Rovio, the Finnish game developer behind "Angry Birds," today announced plans for an initial public offering in its home country that reportedly values the company at $2 billion.
Attracting investors, though, may prove a challenge for many reasons. For one thing, Wall Street has soured on the mobile gaming sector given the disappointing share-price performance of Rovio's rivals. For instance, Zynga (ZNGA), best known for "Words With Friends," currently trades at less than half of its 2011 IPO price of $10. Five years ago, Rovio rebuffed an unsolicited $2.3 billion takeover offer from Zynga, according to Bloomberg.
Activision Blizzard (ACTI) acquired Candy Crush parent King Digital for $5.9 billion in 2015, about 20 percent lower than its IPO valuation less than two years earlier. Another developer, Glu Mobile (GLUU), recently announced a restructuring that will result in the elimination of 46 jobs. The San Francisco-based company traded at $11.50 in its 2007 IPO, but its shares closed on Tuesday at $3.43.
Rovio has reported that the company's largest shareholder, Trema International Holdings, and others have been selling its shares. Rovio Chairman and co-founder Kaj Hed -- who's also the father of CEO Mikael Hed and the uncle of Chief Operating Officer Niklas Hed (also a co-founder) -- controls Trema. Investors tend to view the unexpected sale of shares by insiders negatively, particularly ahead of a public offering.
Furthermore, Rovio's deal is worth only about 30 million euro ($36 million), tiny by Wall Street's standards, particularly for a company with a value estimated at $2 billion. Owning a stake that small in a company valued that high would make it difficult for an outside investor to have much influence. Also, since Rovio's shares will be listed only in Finland, many U.S. investors probably won't bother with them.
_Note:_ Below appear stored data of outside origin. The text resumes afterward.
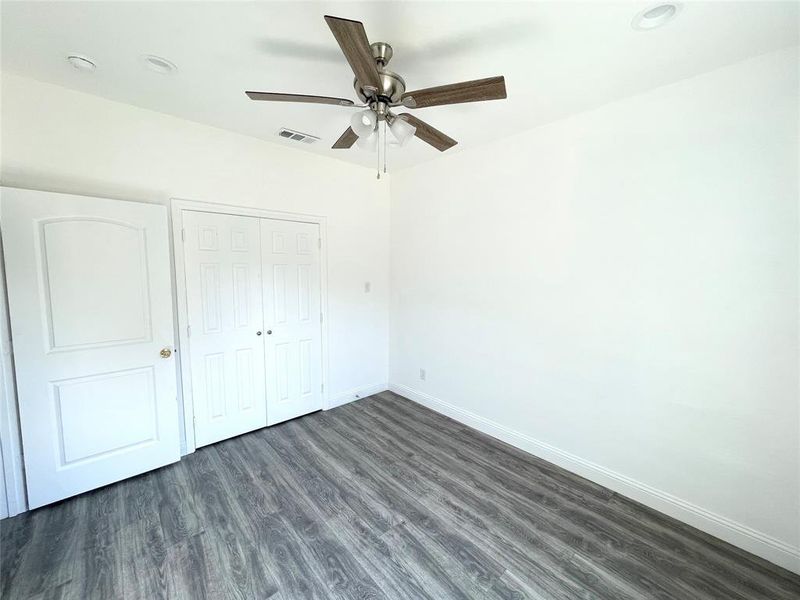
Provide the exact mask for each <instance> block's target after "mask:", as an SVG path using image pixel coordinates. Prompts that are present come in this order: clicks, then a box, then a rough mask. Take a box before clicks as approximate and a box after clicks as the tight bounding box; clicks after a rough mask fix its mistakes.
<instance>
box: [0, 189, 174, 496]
mask: <svg viewBox="0 0 800 600" xmlns="http://www.w3.org/2000/svg"><path fill="white" fill-rule="evenodd" d="M1 200H2V203H1V206H2V230H3V246H4V250H5V260H6V276H7V280H8V297H9V298H8V299H9V308H10V314H11V331H12V338H13V347H14V357H15V364H16V376H17V385H18V395H19V415H20V423H21V429H22V443H23V451H24V461H25V473H26V479H27V489H28V504H29V506H30V508H36V507H38V506H41V505H43V504H48V503H50V502H55V501H56V500H60V499H62V498H66V497H68V496H72V495H74V494H78V493H80V492H84V491H87V490H90V489H93V488H97V487H100V486H103V485H106V484H108V483H111V482H114V481H118V480H120V479H124V478H126V477H131V476H133V475H137V474H139V473H142V472H144V471H148V470H150V469H154V468H156V467H160V466H163V465H165V464H168V463H170V462H174V461H177V460H178V459H179V458H180V451H179V424H178V405H177V398H176V378H175V365H174V359H173V358H172V356H171V355H172V345H173V313H172V297H171V288H170V263H169V250H168V234H167V215H166V211H165V209H164V207H163V206H156V205H151V204H141V203H135V202H121V201H117V200H104V199H98V198H88V197H83V196H71V195H66V194H54V193H46V192H35V191H29V190H17V189H11V188H3V189H2V199H1Z"/></svg>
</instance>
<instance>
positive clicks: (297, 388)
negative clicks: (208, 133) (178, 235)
mask: <svg viewBox="0 0 800 600" xmlns="http://www.w3.org/2000/svg"><path fill="white" fill-rule="evenodd" d="M180 220H181V242H182V245H183V248H182V251H183V252H182V253H183V267H184V268H183V273H184V278H185V292H186V294H185V309H186V311H185V312H186V319H187V322H186V338H187V340H188V344H186V345H183V347H184V348H185V349H184V355H183V356H182V358H181V368H182V369H183V370H184V374H183V381H184V394H187V395H189V396H190V397H191V404H192V409H193V431H194V445H195V446H196V447H199V446H204V445H207V444H211V443H214V442H217V441H219V440H223V439H226V438H229V437H233V436H236V435H239V434H242V433H245V432H247V431H252V430H254V429H258V428H260V427H264V426H266V425H273V424H275V423H279V422H281V421H285V420H287V419H291V418H294V417H298V416H300V415H303V414H307V413H309V412H313V411H315V410H319V409H321V408H322V301H321V279H320V274H321V268H320V256H321V250H320V246H321V237H320V225H319V223H309V222H302V221H292V220H281V219H272V218H263V217H258V216H252V215H237V214H224V213H220V212H204V211H200V210H181V211H180ZM187 384H188V386H189V387H190V389H189V390H187V389H186V387H187ZM186 425H187V427H188V426H189V425H190V423H188V422H187V424H186Z"/></svg>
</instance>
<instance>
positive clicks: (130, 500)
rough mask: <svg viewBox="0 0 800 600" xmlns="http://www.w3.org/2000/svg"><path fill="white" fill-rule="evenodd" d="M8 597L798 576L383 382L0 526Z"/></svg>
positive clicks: (103, 595)
mask: <svg viewBox="0 0 800 600" xmlns="http://www.w3.org/2000/svg"><path fill="white" fill-rule="evenodd" d="M0 532H1V539H2V549H1V551H2V570H1V572H2V597H3V598H9V599H11V598H80V599H90V598H147V599H150V598H165V597H166V598H188V599H195V598H271V599H273V600H288V599H294V598H363V599H367V598H415V599H417V598H432V599H436V600H442V599H446V598H537V599H555V598H607V599H613V600H624V599H632V598H677V599H687V600H701V599H704V598H724V599H725V600H745V599H747V600H752V599H755V598H765V599H770V600H779V599H783V598H786V599H788V598H792V599H794V600H797V599H798V598H800V577H797V576H795V575H792V574H791V573H789V572H787V571H784V570H781V569H779V568H777V567H774V566H771V565H769V564H768V563H766V562H764V561H762V560H759V559H757V558H755V557H753V556H750V555H748V554H746V553H744V552H742V551H740V550H738V549H736V548H734V547H732V546H730V545H728V544H725V543H723V542H721V541H719V540H716V539H714V538H711V537H709V536H707V535H705V534H703V533H701V532H699V531H697V530H695V529H692V528H690V527H688V526H686V525H682V524H680V523H678V522H676V521H674V520H672V519H670V518H668V517H665V516H663V515H661V514H659V513H656V512H654V511H651V510H649V509H647V508H644V507H642V506H640V505H638V504H636V503H634V502H632V501H630V500H627V499H625V498H623V497H620V496H619V495H617V494H615V493H613V492H611V491H609V490H607V489H605V488H603V487H600V486H598V485H595V484H593V483H590V482H588V481H586V480H584V479H581V478H579V477H576V476H574V475H571V474H570V473H568V472H566V471H564V470H562V469H560V468H558V467H555V466H553V465H551V464H549V463H546V462H544V461H541V460H538V459H536V458H533V457H531V456H529V455H527V454H525V453H523V452H520V451H518V450H516V449H514V448H512V447H510V446H507V445H505V444H503V443H501V442H498V441H496V440H494V439H492V438H489V437H487V436H484V435H482V434H480V433H478V432H476V431H474V430H472V429H469V428H467V427H464V426H462V425H460V424H458V423H456V422H454V421H451V420H449V419H447V418H446V417H443V416H440V415H438V414H436V413H434V412H431V411H429V410H427V409H425V408H422V407H420V406H418V405H416V404H413V403H411V402H409V401H408V400H405V399H403V398H401V397H399V396H396V395H394V394H391V393H388V392H387V393H384V394H380V395H378V396H373V397H370V398H367V399H365V400H361V401H359V402H355V403H353V404H349V405H347V406H343V407H341V408H337V409H335V410H332V411H329V412H326V413H316V414H313V415H309V416H307V417H304V418H301V419H297V420H295V421H291V422H289V423H284V424H282V425H278V426H275V427H271V428H269V429H263V430H261V431H257V432H255V433H251V434H248V435H244V436H241V437H239V438H236V439H233V440H228V441H226V442H223V443H220V444H216V445H214V446H211V447H207V448H203V449H201V450H199V451H198V452H196V453H194V454H192V455H190V456H187V457H186V458H184V459H183V460H182V461H181V462H180V463H178V464H175V465H172V466H169V467H166V468H163V469H160V470H158V471H155V472H152V473H148V474H146V475H143V476H140V477H137V478H135V479H130V480H127V481H124V482H122V483H119V484H116V485H112V486H109V487H106V488H103V489H101V490H97V491H94V492H91V493H88V494H84V495H82V496H79V497H77V498H73V499H71V500H67V501H64V502H61V503H59V504H57V505H53V506H50V507H46V508H42V509H39V510H36V511H33V512H32V513H29V514H25V515H21V516H19V517H15V518H13V519H9V520H6V521H3V522H2V523H0Z"/></svg>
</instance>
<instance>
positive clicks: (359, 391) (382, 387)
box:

Rovio said listing its stock in Finland makes sense because that's where the company is headquartered and where most of its employees are located. Furthermore, Rovio argues that its IPO would support the Nordic region "as an international mobile game hub and as well as the development of the Finnish mobile game industry," said Rovio spokesman Rauno Heinonen.
The company's listing decision, however, surprised veteran tech analyst Gene Munster of Loop Ventures, who described it a "slap in the face to the Nasdaq."
Indeed, Kathleen Smith, principal at Renaissance Capital who oversees two exchange-traded funds, argued that listing in Finland was as much of an economic decision as a patriotic one. She added: "Investors here will not a give a premium price to this company."